Sheryl Sandberg sounds like a truly impressive women. The chief operating officer at Facebook, she is one of the few women in senior roles in Silicon Valley.
Reading about her stellar career in an article in The New Yorker recently it’s clear Sanderg takes her role very seriously and wants to inspire other women. During a TEDWomen talk last December, Sandberg advised women to ‘sit at the table’ and negotiate for what they want, make sure they have a real partner at home, and don’t ‘lean back’ or rule yourself out of opportunities when you are taking time out for children.
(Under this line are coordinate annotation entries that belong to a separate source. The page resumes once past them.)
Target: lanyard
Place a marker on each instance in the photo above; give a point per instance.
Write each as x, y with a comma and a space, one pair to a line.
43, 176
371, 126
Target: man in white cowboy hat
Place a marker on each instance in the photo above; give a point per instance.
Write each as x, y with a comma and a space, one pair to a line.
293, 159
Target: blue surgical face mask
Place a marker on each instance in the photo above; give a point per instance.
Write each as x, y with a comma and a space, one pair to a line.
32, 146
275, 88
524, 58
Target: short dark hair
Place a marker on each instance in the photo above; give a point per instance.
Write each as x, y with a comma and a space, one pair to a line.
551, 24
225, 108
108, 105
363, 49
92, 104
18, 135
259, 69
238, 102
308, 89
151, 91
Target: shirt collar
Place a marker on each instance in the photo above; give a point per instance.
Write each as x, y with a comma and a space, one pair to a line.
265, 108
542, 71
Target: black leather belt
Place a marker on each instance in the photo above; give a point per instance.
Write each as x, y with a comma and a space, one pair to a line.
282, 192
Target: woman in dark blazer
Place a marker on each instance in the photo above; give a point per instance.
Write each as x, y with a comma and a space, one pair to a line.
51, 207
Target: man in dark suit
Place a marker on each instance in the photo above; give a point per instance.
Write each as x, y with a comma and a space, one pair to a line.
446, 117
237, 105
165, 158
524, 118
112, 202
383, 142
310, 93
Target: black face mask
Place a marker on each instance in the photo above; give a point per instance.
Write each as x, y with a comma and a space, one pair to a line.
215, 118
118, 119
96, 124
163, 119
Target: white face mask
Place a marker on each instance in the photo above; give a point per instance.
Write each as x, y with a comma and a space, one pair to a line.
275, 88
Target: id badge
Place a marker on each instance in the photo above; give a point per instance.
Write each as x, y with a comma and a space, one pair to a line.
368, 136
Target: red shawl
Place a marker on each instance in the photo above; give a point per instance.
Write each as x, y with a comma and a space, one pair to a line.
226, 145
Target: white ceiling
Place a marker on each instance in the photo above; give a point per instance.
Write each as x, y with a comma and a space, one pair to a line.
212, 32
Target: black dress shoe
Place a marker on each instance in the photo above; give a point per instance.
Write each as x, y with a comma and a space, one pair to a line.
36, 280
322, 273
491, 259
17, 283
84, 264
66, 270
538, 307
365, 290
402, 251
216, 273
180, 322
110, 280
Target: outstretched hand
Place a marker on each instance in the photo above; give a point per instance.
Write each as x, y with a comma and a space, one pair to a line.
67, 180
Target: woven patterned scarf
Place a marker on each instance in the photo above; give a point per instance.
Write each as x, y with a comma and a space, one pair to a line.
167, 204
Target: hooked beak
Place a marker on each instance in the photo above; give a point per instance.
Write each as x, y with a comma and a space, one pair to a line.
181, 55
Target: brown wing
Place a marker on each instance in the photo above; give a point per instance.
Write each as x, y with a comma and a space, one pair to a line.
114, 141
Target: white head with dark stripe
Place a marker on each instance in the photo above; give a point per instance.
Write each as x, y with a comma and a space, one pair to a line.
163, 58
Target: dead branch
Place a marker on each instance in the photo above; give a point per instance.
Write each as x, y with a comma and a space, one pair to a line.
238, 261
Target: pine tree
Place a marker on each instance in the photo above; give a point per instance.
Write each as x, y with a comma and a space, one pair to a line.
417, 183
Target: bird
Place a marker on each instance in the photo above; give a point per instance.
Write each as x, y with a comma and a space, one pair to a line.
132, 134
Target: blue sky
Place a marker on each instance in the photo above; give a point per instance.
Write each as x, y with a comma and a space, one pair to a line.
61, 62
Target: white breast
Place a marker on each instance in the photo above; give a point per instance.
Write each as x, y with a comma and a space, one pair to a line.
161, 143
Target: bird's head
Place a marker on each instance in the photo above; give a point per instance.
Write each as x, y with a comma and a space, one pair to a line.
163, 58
The talk has been viewed more than 650,000 times, the article states. Then I was struck by this paragraph.
“Sandberg says she eventually realised that women, unlike men, encountered tradeoffs between success and likability. The women had internalized self-doubt as a form of self-defense: people don’t like women who boast about their achievements. the solution, she began to think, lay with the women. She blamed them more for their insecurities than she blamed men for their insensitivity or their sexism”, journalist Ken Auletta writes.
This default to blaming women (or men) for the lack of gender equity is unhelpful. It seems to me the more we talk about women’s failures the more we rely on unhelpful generalistions and stereotypes that continue to hamper rather than change the way organisations operate.
Some women may not be assertive in workplaces but there’s very little evidence to suggest this is an inherent or genetic issue. Surely it’s about the context they operate in? And many studies point out that women behaving more assertively are often penalised because they are seen as lacking in femininity.
It’s the system rather than the individual psychology of women that needs examining.